With that in mind, in conclusion, I'd just like to draw your attention to three broad areas, in which, I think, there are the most glaring divergencies between what we do in PIPEDA and what the European regulation says.
Firstly—and I'm going to skip over this, because my colleagues have talked about it—are the enforcement powers of the Privacy Commissioner. Under the general data protection regulation, data protection agents are empowered to levy some really significant administrative fines against companies—up to 20 million euros or 4% of annual turnover. I would not suggest that we go that far. Fines do capture the intention like no other sanction does, but in general, having reflected on this, I think at the very least, the Privacy Commissioner should be given powers equivalent to those available to the B.C. Information and Privacy Commissioner under our private sector legislation.

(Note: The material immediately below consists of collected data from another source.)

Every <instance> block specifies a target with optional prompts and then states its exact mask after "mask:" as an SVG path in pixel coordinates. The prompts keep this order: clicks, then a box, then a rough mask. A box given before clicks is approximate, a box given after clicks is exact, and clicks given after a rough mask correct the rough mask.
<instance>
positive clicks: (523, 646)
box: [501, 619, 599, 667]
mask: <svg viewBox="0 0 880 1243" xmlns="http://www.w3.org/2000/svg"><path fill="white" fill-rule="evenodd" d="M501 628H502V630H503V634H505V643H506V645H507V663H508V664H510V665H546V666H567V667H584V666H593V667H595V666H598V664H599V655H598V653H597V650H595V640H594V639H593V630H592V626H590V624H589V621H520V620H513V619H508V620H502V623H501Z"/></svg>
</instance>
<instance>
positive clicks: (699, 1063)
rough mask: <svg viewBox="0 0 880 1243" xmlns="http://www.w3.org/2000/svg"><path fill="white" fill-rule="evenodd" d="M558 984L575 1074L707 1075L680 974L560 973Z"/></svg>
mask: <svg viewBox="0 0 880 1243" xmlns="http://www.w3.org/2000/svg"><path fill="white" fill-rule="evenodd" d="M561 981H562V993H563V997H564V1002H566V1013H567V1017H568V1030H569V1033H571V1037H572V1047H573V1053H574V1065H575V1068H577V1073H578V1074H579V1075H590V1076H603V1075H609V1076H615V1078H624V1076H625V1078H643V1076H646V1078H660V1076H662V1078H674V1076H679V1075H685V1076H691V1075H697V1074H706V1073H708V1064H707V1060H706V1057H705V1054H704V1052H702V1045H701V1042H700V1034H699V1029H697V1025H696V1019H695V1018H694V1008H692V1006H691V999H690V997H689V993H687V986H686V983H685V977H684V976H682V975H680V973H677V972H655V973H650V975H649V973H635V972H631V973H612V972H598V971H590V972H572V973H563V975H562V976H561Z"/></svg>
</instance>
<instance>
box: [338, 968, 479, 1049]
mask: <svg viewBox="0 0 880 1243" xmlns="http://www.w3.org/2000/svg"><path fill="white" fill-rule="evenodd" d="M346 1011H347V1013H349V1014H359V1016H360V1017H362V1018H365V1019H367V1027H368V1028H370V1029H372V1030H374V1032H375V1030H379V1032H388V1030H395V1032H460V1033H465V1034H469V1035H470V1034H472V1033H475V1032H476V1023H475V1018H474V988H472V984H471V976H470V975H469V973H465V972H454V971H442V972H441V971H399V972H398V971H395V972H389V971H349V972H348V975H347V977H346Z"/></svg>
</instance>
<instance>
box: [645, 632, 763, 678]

Secondly, we need to ensure that the Privacy Commissioner has all the tools in the privacy toolbox. At the moment, PIPEDA is written in a very reactive way. The statute is written as if the entirety of this work is devoted to complaints investigation and resolution. As David Fraser said, there are provisions in PIPEDA that have not really been actively used over the years. I believe that the most effective functions are more proactive and they involve a variety of other instruments. As personal consent becomes far more difficult to obtain in this era of big data analytics, I think organizations are going to have to rely on these other tools. The general data protection regulation and many other contemporary privacy protection laws recognize the importance of these other policy instruments in effective enforcement implementation and say that organizations must stand ready to demonstrate their compliance by using such mechanisms—things like codes of practice, privacy seals, privacy standards, privacy impact assessments, and so on. The regulation tries to incentivize good privacy practices, and I believe that PIPEDA should try to do the same thing.
So I would like to see a more explicit recognition in section 24 of PIPEDA that the commissioner may encourage these kinds of tools and, in some cases, require the adoption of those accountability mechanisms by Canadian companies and their trade associations. In particular, there is privacy by design and privacy by default.
The general data protection regulation says that organizations, should, as far as possible, ensure that, by default, the only personal data processed are those necessary for each specific purpose of the processing. It goes on; it's complex. What it tries to do, therefore, is to ensure that privacy protection will become an integral part of the technological development and organizational structure of any new product and service, and to the extent that organizations do not do that, they are then subject to heightened sanctions if there are investigations.